Meanwhile, similar lawsuit continues in Massachusetts
EXXONMOBIL has been acquitted in a lawsuit brought against it by the state of New York, which had claimed that the company had deceived investors over the business costs of policies relating to the climate crisis.
The financial fraud lawsuit was filed on 24 October 2018 by then New York Attorney General Barbara Underwood, following years of investigation. The trial took place between 22 October and 7 November 2019, where current Attorney General Letitia James attempted to show that ExxonMobil had kept two sets of books for estimating the cost of complying with policies on the climate crisis. On 10 December, Barry Ostrager, New York Supreme Court Judge, ruled that the state didn’t show that ExxonMobil broke state fraud laws in its description to stakeholders.
“The Office of the Attorney General failed to prove, by a preponderance of the evidence, that ExxonMobil made any material misstatements or omissions about its practices and procedures that misled any reasonable investor,” Ostrager wrote in his decision.
The Attorney General attempted to use a New York state anti-fraud law, known as the Martin Act, to show that ExxonMobil committed fraud in how it calculated the impact of the climate crisis on business. Under the Act, James only needed to prove that investors had been deceived, and did not need to prove intent by the company. James claimed that ExxonMobil had used two different accounting measures, one public and one private, to assess business risks. The complaint stated that ExxonMobil privately used much lower figures which allowed it to make carbon-heavy investments. It estimated that damages to shareholders were between US$476m and US$1.6bn. However, no testimony was given by an investor claiming to have been misled. During the closing arguments, the Attorney General’s office dropped two of the four fraud counts.

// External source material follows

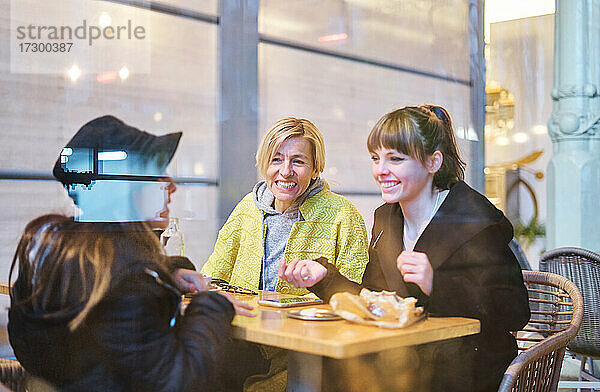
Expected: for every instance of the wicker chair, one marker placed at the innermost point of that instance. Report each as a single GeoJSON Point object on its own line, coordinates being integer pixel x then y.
{"type": "Point", "coordinates": [543, 341]}
{"type": "Point", "coordinates": [582, 267]}
{"type": "Point", "coordinates": [12, 375]}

ExxonMobil explained its use of the two different costs, in a statement made in October 2019. “In the absence of a uniform, globally-accepted cost of carbon, ExxonMobil uses two distinct metrics to account for the impact of current and potential climate-related regulations. The first is a ‘proxy cost’ which is intended to reflect the impact of all climate polices that could reduce demand for oil and natural gas globally. The other, a greenhouse gas cost or ‘GHG cost’, reflects actual costs that might be imposed directly on the emissions of oil and gas projects as a result of specific laws in a jurisdiction, for example. ExxonMobil applies proxy costs and GHG costs precisely as disclosed and takes both into account to help make sound business decisions and meet its fiduciary responsibilities to shareholders.”
Ostrager ruled that ExxonMobil had been transparent about its two cost calculation methods and therefore didn’t mislead investors.